The home features a kitchen area for preparing smaller meals and boiling water. The walls are lined with storage for tools and cooking utensils. The dining and sleeping areas are in this same area.

Top floor

The attic space of the hut is designated for rice storage. Following the harvest, the rice can be stored for months to be consumed by the family.

Where to Stay in Batad

Travelers in Batad who wish to spend the night in a typical hut will find a few options. Due to the limited availability, it is best to book in advance.

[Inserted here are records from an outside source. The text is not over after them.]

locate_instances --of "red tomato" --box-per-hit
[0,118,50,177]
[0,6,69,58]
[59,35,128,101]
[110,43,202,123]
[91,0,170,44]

One popular option is Ramon’s Homestay and Restaurant. This Ifugao hut has received many positive reviews from guests who have enjoyed the experience, in particular, the views over the terraces. The homestay also benefits from an on-site restaurant where guests can sample Filipino cuisine.

Another option is Batad View Inn and Restaurant which has similar nipa huts and dining available.

For more accommodation options, tourists can stay in the larger nearby town of Banaue and visit Batad for the day.

Visiting the Batad Rice Terraces

Batad Rice Terraces Philippines

Visitors staying in one of these lodgings are in the perfect place to explore the rice terraces that the area is known for.

The Rice Terraces of the Philippine Cordilleras are a UNESCO World Heritage Site as an example of a living cultural landscape that has evolved over thousands of years: the terraces have sides made of stone that was pulled from the river bed some 2,000 years ago.

The views from the hamlets nestled around the terraces are impressive and can be enjoyed from the houses.  Tour guides are recommended to wander into the rice terraces in order to avoid getting lost or damaging the rice terraces. Guides will also offer their knowledge about rice planting, harvesting, and life in the village.

Another highlight is Tappiya falls, an impressive 50 ft cascade.  The best time to go to the Philippines if planning to stay in Batad is either from April to May or, to see the fields at their greenest, October and November.

How to get to Batad rice terraces

Most overseas travelers arrive at Ninoy Aquino International Airport in Manila. Foreigners should ensure they check the visa policy and, if required, obtain the relevant Philippines visa ready to present on arrival.  Guests must first reach the neighboring village of Banaue before continuing the journey to their accommodation in Batad:

  1. Take an overnight coach from Manila to Banaue: 9 to 11 hours
  2. Travel by Jeepney or tricycle to Batad saddle, on the edge of the village
  3. Follow the trail on foot to the center of the village

Once in the village center, accommodation should be easy to locate, Filipinos are welcoming and will usually be happy to point visitors in the right direction.